Types of Taxation for Traders

The first point of consideration is that trading taxation in India can be classified into four types, based on the form of trading activity as well as the type of income generated by the trade. Given below are each of these types of taxation for traders as well as their features, benefits and examples.

Long-Term Capital Gains

Long Term Capital Gains are the form of tax levied by the Government if an asset, such as investments, are held by an individual for a specific long period of time. In India, if an investment is held for a year or longer, the purchase or sale profits from it would be subject to Long Term Capital Gains taxes.

In the case of equity investments, Long Term Capital Gains are typically exempted from trading taxation under Section 10 of the Income Tax Act.  However, this is only applicable when certain conditions are followed. These include making transactions via a recognised exchange and selling your equities within the country.
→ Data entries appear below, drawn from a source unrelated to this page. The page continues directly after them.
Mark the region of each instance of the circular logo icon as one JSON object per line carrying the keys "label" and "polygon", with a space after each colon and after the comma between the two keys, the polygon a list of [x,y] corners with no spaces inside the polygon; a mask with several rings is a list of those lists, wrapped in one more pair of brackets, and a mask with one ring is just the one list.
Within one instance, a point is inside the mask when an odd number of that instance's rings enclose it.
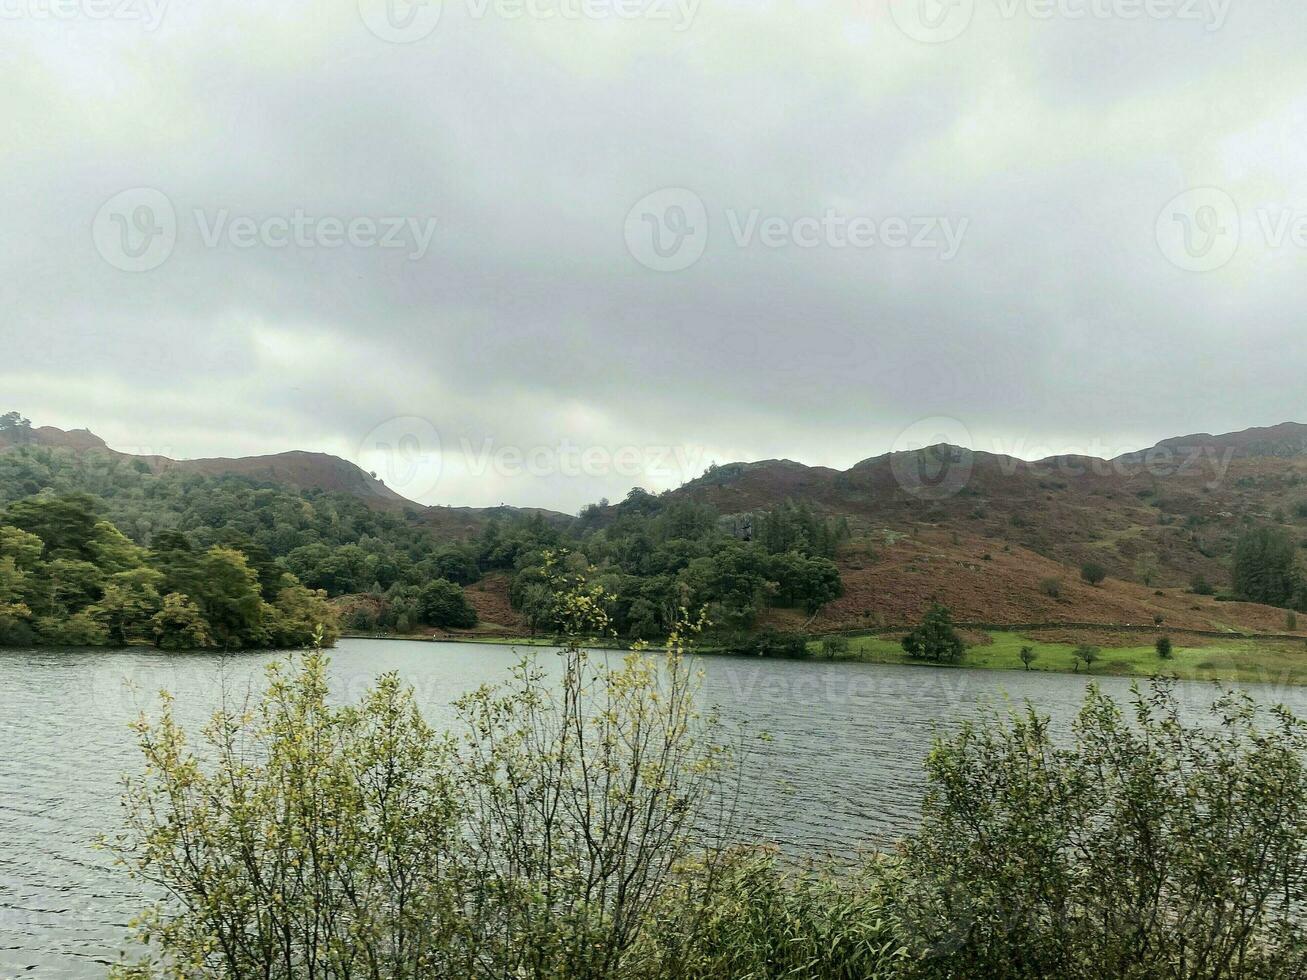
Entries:
{"label": "circular logo icon", "polygon": [[971,433],[946,416],[914,422],[890,447],[890,470],[905,491],[921,500],[943,500],[967,485],[974,456]]}
{"label": "circular logo icon", "polygon": [[1157,216],[1157,247],[1187,272],[1212,272],[1239,250],[1239,206],[1219,187],[1177,194]]}
{"label": "circular logo icon", "polygon": [[381,423],[359,445],[359,465],[410,500],[424,502],[440,483],[440,434],[426,419],[403,415]]}
{"label": "circular logo icon", "polygon": [[359,16],[377,37],[391,44],[421,41],[440,23],[441,0],[359,0]]}
{"label": "circular logo icon", "polygon": [[976,0],[889,0],[889,12],[912,40],[943,44],[971,25]]}
{"label": "circular logo icon", "polygon": [[680,272],[708,247],[708,209],[694,191],[664,187],[626,213],[626,249],[655,272]]}
{"label": "circular logo icon", "polygon": [[149,272],[168,261],[177,244],[177,212],[153,187],[134,187],[100,206],[91,237],[101,258],[124,272]]}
Note: In case the Long Term Capital Gains from your equity investments crosses the threshold of Rs. 1 lakh in a financial year, the applicable tax will be levied at 10%. Since short-term traders typically do not hold long-term positions with their investments, they are unlikely to be taxed under this category.

Short-Term Capital Gains

Short Term Capital Gains are similar to Long Term Capital Gains except that their duration of holding is shorter. As a trader in India, you should be informed that an investment held for longer than a day but shorter than a year is subject to Short Term Capital Gains tax. In terms of tax on trading income via equity, any gains generated by selling a stock within a year are subject to trading taxation of 15%.

You might have an income source other than your short-term trading income, and it might fall under the regular tax slabs of 10%, 20% etc. However, your short-term capital gains will nevertheless be taxed at the standard 15%, unless your total taxable income is below Rs. 2.5 lakhs (no taxes applied). In that case, this shortfall can be adjusted against your short term capital gains and the resulting amount will be taxed at 15%.
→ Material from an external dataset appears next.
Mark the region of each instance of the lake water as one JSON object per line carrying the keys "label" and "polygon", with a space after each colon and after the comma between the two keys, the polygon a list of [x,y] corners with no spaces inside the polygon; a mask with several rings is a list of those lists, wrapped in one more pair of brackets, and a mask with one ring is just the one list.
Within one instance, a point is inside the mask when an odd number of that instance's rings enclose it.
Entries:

Speculative Business Income

Now, let us move on to specific taxation for traders, particularly intraday traders. Any income generated through intraday trading is recognised in trading taxation as speculative business income. It is defined as income generated through trades in which the security is bought and sold within the same trading day, without the expectation of its delivery.

While capital gains taxes, such as the ones mentioned earlier are taxed at specific percentages, there are no such rates for speculative business income. Instead, your speculative business income is taxed alongside your other income, as per Section 43 of Income Tax Act.

This means that if you also have salaried income, your speculative business income such as earned through intraday trading, will be combined with it. The total income will then be taxed as per the appropriate tax slab.

Non-Speculative Business Income

Tax on trading income generated by futures and options contracts has been specifically defined to fall under the umbrella of non-speculative business income. This includes earnings generated by trading in either or both futures and contracts in recognised exchanges. It also applies to other delivery-based trading transactions, even including stocks with high delivery percentage quantity.
Similar to speculative business income, non-speculative business income is also clubbed with your other forms of regular income. This means that your earnings from contacts trading are counted within your total income and the appropriate tax slab rate is applied.

Conclusion :
As a trader, it is important to stay informed about the market and its various risks and rewards. However, it is just as important to know how to navigate the trading taxation challenge when it presents itself every financial year. Hopefully, this guide will help you determine the overall classification that your specific type of trading falls under. The key is to stay updated with the latest tax-related news as well as how it applies specifically to your trading style and strategies, present and future.